Usually four steps are enough: take a new small batch without old examples, collect the cases where opinions split again, compare them with the previous disputed set, and note which wordings are still being read in two ways.

After that, set the next date for the rules review. Not "when questions pile up," but a specific day in a week or two. Otherwise small failures build up, the team gets used to reading the rules in its own way, and you end up fixing a much bigger imbalance later.

If you are building an LLM service, after the first rule update you should check not only the labeling, but also the control loop itself. Keep logs of disputed answers, mask PII before sending data to the model, and run the same set of examples through different models. On the same prompt they often make different mistakes, and that quickly shows where the rule is weak and where the model itself is the problem.

For checks like this, many teams find it convenient to use one shared gateway to models. For example, AI Router on airouter.kz gives one OpenAI-compatible endpoint for working with different models, plus audit logs and PII masking. That is handy after updating the rules: you can more quickly test the same set of cases across several models and see whether the rubric is failing or the model itself.

Frequently asked questions

Why do two good annotators assign different labels to the same text?

Most often the problem is not the people but the rules. If labels overlap, there is no priority between similar options, or rare cases are described too briefly, each person relies on their own experience and reads the text differently.

Which cases cause the most disputes?

Disputes usually start with borderline cases, long messages with several meanings, sarcasm, and texts without enough context. Another common reason is new rare examples that are not covered in the rubric.

What must a good rubric include?

Give each label a short definition, several exact examples, and one or two similar cases that do not belong to it. Also write down what to do when context is missing and which label to choose first if two fit.

What should you do if a message lacks context?

Do not ask the annotator to guess the author’s intent. It is better to define one clear action right away: assign a separate label for missing context, send the case to arbitration, or open a neighboring document if that is allowed.

What should you do if a text fits two labels at once?

Set the order of choice in advance. For example, use the label based on the customer’s final goal, not on a random phrase inside the message. That way, mixed cases are handled the same way every time, not by gut feeling.

How do you run arbitration so it does not turn into an endless argument?

Collect all conflicts in one queue and ask annotators to briefly explain their choice using the rules. Then the arbiter checks the case against the rubric, records the decision next to the example, and writes down the reason so the same dispute does not return a week later.

When should you change the rules instead of just explaining them again to the team?

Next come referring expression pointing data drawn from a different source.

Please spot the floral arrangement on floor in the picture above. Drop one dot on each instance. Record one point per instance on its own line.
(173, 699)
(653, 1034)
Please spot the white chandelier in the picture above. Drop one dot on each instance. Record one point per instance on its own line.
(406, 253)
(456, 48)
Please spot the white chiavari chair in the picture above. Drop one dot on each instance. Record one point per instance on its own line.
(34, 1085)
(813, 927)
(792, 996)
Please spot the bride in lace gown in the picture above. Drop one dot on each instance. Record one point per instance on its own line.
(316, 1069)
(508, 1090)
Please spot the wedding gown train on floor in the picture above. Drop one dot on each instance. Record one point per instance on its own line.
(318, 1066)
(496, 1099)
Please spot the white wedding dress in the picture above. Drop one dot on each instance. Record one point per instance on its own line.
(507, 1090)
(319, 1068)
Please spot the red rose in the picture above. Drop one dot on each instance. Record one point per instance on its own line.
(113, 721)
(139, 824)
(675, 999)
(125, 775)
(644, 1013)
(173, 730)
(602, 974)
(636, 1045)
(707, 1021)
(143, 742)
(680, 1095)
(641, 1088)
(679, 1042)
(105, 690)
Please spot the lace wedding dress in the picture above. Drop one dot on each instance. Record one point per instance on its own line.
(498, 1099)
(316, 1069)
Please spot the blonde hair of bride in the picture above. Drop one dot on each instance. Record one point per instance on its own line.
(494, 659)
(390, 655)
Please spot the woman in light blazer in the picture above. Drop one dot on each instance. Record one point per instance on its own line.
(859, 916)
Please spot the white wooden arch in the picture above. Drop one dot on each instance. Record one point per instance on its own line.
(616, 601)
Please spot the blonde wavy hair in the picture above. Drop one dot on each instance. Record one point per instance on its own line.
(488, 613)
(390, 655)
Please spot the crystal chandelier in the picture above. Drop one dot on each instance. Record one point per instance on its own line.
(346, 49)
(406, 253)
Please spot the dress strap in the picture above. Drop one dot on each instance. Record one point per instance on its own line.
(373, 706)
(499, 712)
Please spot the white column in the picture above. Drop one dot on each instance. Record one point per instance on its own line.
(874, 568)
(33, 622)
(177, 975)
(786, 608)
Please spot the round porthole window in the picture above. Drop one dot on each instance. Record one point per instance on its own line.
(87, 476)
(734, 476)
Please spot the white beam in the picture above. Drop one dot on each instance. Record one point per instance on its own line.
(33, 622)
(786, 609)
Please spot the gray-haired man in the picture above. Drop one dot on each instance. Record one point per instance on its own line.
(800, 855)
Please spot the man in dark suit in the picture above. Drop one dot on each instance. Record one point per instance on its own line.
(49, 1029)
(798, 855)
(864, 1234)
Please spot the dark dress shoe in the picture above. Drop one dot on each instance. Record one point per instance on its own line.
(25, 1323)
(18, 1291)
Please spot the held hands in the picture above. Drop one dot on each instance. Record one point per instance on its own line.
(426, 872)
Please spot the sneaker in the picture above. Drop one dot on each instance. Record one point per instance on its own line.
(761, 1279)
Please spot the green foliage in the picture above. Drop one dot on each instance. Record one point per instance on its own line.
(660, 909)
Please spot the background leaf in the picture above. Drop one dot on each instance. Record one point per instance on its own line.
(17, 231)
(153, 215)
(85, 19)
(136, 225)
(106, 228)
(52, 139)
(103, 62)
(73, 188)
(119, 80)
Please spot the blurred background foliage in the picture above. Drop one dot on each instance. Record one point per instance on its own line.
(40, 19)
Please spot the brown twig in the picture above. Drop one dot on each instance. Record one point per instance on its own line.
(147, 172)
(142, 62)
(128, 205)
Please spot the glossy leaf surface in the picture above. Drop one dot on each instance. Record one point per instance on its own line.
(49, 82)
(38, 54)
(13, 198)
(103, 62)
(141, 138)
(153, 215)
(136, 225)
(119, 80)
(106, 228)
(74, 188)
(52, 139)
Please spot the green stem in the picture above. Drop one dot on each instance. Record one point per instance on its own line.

It is time to update the document if the same dispute keeps returning, arbiters disagree on similar examples, or one label turns into a catch-all for anything unclear. At that point, repeating the training rarely helps without changing the rules themselves.

How can you tell that the rubric became clearer after edits?

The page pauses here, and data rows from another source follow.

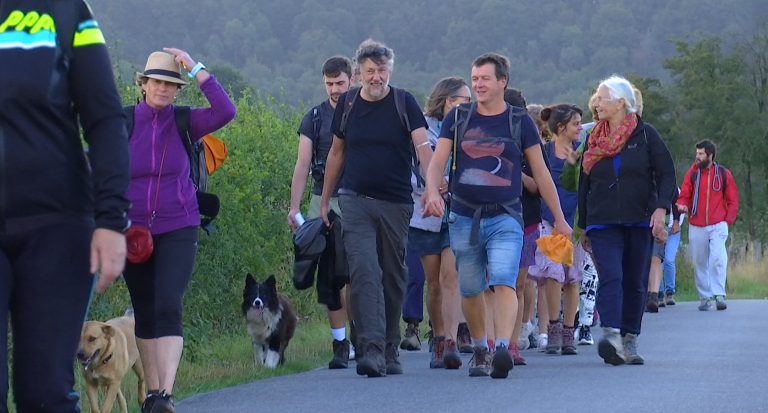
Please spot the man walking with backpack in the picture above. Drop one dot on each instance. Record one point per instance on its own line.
(488, 139)
(710, 194)
(315, 143)
(377, 131)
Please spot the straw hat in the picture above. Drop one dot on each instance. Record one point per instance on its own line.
(161, 66)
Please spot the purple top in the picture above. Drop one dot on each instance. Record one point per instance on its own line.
(176, 202)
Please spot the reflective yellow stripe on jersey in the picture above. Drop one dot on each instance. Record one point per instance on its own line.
(88, 37)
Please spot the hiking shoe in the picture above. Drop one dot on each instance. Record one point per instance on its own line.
(610, 347)
(652, 303)
(149, 402)
(669, 298)
(517, 359)
(438, 353)
(720, 300)
(340, 355)
(451, 358)
(478, 365)
(585, 336)
(372, 363)
(501, 362)
(630, 350)
(411, 342)
(555, 333)
(464, 340)
(163, 404)
(569, 336)
(391, 359)
(543, 342)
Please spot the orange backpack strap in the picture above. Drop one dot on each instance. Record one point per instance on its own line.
(215, 152)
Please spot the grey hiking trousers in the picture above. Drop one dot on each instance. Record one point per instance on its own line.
(375, 239)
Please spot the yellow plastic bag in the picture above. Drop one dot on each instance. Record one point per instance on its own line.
(557, 248)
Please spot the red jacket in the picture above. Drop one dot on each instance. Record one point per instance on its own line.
(712, 207)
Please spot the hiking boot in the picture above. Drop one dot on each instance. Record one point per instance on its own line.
(451, 358)
(517, 359)
(464, 340)
(652, 303)
(630, 350)
(610, 347)
(720, 300)
(372, 363)
(669, 298)
(478, 365)
(411, 342)
(340, 355)
(391, 359)
(569, 334)
(437, 361)
(585, 336)
(501, 362)
(543, 343)
(149, 402)
(163, 404)
(555, 333)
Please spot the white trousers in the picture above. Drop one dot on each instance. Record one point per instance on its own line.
(710, 258)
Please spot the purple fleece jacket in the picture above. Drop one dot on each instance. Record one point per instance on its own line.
(176, 201)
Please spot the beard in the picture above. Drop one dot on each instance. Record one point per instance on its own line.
(703, 164)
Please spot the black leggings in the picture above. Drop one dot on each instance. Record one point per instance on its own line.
(157, 285)
(45, 284)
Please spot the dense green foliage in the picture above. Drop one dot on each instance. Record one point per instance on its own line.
(557, 48)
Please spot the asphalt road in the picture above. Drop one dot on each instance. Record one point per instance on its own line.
(695, 362)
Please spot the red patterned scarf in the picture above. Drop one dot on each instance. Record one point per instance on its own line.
(606, 144)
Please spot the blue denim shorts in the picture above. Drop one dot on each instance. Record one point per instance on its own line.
(495, 260)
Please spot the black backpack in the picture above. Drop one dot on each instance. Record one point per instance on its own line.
(402, 113)
(198, 171)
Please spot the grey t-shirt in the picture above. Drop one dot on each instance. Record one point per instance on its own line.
(322, 143)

Check a new sample that the team has not seen before. If agreement before arbitration improves, the number of disputed cards drops, and rare cases become easier to read, the change worked.

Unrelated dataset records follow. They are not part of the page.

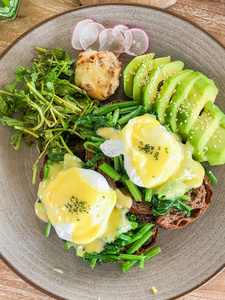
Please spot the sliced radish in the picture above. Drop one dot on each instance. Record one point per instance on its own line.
(121, 28)
(78, 28)
(129, 38)
(103, 37)
(114, 43)
(140, 41)
(89, 36)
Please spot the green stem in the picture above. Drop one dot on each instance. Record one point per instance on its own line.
(40, 49)
(65, 146)
(110, 171)
(40, 156)
(27, 131)
(48, 228)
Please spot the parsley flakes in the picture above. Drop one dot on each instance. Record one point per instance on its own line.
(75, 206)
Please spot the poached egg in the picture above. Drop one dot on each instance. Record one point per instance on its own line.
(81, 206)
(153, 157)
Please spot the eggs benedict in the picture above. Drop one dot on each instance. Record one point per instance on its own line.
(153, 157)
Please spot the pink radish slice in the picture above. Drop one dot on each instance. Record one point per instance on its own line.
(140, 43)
(114, 43)
(78, 28)
(89, 36)
(129, 38)
(103, 37)
(121, 28)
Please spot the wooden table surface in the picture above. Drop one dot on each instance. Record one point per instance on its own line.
(209, 14)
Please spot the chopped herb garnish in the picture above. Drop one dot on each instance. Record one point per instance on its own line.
(75, 206)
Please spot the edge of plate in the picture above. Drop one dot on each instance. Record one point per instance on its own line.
(8, 264)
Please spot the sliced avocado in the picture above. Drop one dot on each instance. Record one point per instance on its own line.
(203, 130)
(131, 69)
(204, 90)
(181, 92)
(215, 148)
(149, 90)
(142, 73)
(166, 92)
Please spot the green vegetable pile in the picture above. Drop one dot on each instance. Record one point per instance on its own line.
(42, 104)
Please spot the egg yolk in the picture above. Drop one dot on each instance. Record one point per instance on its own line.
(81, 206)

Which mistakes most often damage labeling quality?

The process breaks when people make verbal agreements, change rules without writing them down, add a new label without examples, or leave old cheat sheets untouched. Then part of the team works from the file and part works from memory, and disagreements quickly grow.

Will another model or tool help if the team still disagrees?

Changing the model alone will not solve the problem. First remove ambiguity from the rubric, then compare models on the same set of cases. One shared gateway to different models is useful for this kind of check because the team can run the same examples through several options and more quickly see whether the rule or the model is failing.